Thank you so much for highlighting my review. I love your review and can absolutely can understand the points you make, the bodice heaving was expected and even though this seemed drawn out I do think it created a solid basis for the second half. I got the impression Frances didn’t get a job because her mother wouldn’t approve (even less than Frances doing the housework) and her mother was all she had left of the family. The only bit that confused me slightly was the antipathy for the departed Mr Wray which didn’t seem adequately explained. I have bought the Night Watch which I missed the first time round so we’ll see what I think of that one.
Lady Fancifull said:
Yes I think you are right (reason Frances didn’t get a job) though I would have thought her red knuckles and general bedraggledness would have made her even less of a marriagable asset, and clearly mum had not given up hopes for this. So, something about the reality of that jarred for me. I guess antipathy for Dad came down to disapproval of Frances’s tendency to bohemianism, so she felt stifled, plus, his plunging them unexpectedly into poverty, dashing their class and gender hopes – but yes, i think its vaguely sketched, rather than clearly mapped
I do think the book gave a lot of useful topic for debate, and could no doubt be a good bookclub one too!
Stepheny Houghtlin said:
The work that you put into this excellent blog is generous. Great information, and visual support. Never enough time to read all that is available so admit that when a review points out some problems, I move on hoping to get the best read possible.
Lady Fancifull said:
Thanks Stepheny for those kind words. I think, because I only post reviews of books I think are worth reading I feel a strange kind of guilt and sorrow when the fact I can’t overwhelmingly record admiration and enthusiasm for a book, leads to someone avoiding it! I was pleased I had read the book, just not enough!
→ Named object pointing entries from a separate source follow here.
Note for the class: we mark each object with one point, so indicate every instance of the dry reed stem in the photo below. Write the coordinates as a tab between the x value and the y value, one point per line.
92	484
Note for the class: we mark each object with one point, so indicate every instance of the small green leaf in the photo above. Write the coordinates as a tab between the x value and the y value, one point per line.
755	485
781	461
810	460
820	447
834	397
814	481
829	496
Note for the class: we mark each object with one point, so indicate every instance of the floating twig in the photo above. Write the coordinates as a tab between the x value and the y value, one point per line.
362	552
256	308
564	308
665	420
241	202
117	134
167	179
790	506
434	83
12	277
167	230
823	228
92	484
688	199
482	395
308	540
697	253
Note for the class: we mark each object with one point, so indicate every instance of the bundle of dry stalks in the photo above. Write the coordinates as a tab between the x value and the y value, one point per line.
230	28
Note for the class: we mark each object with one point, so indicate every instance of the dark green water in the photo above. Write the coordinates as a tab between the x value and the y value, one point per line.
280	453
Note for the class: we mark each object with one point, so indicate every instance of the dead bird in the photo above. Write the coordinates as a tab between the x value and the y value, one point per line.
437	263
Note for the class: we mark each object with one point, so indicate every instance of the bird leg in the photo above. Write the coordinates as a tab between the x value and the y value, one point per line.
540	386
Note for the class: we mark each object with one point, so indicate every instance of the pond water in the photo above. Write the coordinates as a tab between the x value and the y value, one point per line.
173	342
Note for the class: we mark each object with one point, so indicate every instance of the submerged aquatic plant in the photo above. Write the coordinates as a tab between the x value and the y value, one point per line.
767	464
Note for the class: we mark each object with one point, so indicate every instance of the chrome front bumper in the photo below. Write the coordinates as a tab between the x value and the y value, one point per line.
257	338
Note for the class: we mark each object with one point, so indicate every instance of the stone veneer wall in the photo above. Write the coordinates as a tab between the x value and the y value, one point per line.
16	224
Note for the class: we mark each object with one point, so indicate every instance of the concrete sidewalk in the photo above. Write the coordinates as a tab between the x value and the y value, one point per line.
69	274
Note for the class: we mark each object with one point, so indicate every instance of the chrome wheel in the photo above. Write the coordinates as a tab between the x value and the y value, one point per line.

I know absolutely what you mean about not enough time, pressure of all the yet to read books all of which call enticingly!
Jilanne Hoffmann said:
Well, this one is definitely a pass. And after reading the discourse between LF and FF, I’ve decided that the verbal tennis match is much more entertaining and informative than the book could possibly ever be!
Lady Fancifull said:
We are looking for a publisher for our ‘ deranged blog ramblings from chocolate loving bloggers’ fanzine
I read Fingersmith but wasn’t bowled over so never had the inclination to read anything further from her but then kept hearing how good this new one was. So I put it on my wish list. The minute I did, all I kept seeing were reviews saying it was disappointing.
Lady Fancifull said:
The responses have been hugely varied. I’m pleased I read it, but very much for the middle section, which was I think where some of the comparisons to Flaubert etc are coming from. Curate’s egg, for sure! I still rate Affinity particularly highly.